Dr. Wahbah Zuhaili mengatakan “ide dasar nasionalisme yang dipahami paham barat dan Islam tidaklah bertentangan. Tidak ada benturan antara Islam, baik sebagai syariat, aturan, dan undang-undang dan paham demokrasi barat, sekalipun itu paham sekuler di Negara  non islam. Sebab sejatinya, keberadaan paham sekuler tidak hendak melawan agama dan merusak norma luhur. Tujuan dari sekulerisme paling utama adalah terciptanya persatuan dan kesatuan (union-unity) dalam aturan umum bagi seluruh warga Negara ”

Oleh sebab itu sesuatu yang baru atau sistem yang berawal dari figur peradaban bangsa barat, tidak boleh semena-mena atau langsung memvonis sebagai sistem yang negatif, akan tetapi harus menjalani proses klarifikasi agar tidak terjadi kesalahan dengan apa yang kita terima, baik berupa sistem atupun klaim yang menyatakan bahwa sesuatu itu adalah hal yang negatif, hal ini harus digaris bawahi dalam konteks politik, Karena politik adalah sesuatu yang sangat penting dari hubungan internasional.  

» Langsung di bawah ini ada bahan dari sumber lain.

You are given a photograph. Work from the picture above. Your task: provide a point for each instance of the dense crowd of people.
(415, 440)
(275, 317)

Dalam peradaban modern bisa jadi gagasan ideologi nasionalisme sama sekali tidak bertentangan dengan ajara agama. Dalam buku “nasionalisme, islamisme, dan marxisme” Bung Karno menjelaskan bahwasannya nasionalisme yang dianut oleh orang-orang timur bukanlah nasionalisme arya-samaj dengan jingo-nationalism yang memca persatuan Hindu dan Muslim india. bukan pula nasionalisme barat yang penuh dengan fanatisme, monolitis dan menjajah. Nasionalisme timur bersifat religius yang muncul dari rasa cinta antara manusia dan kemanusiaan.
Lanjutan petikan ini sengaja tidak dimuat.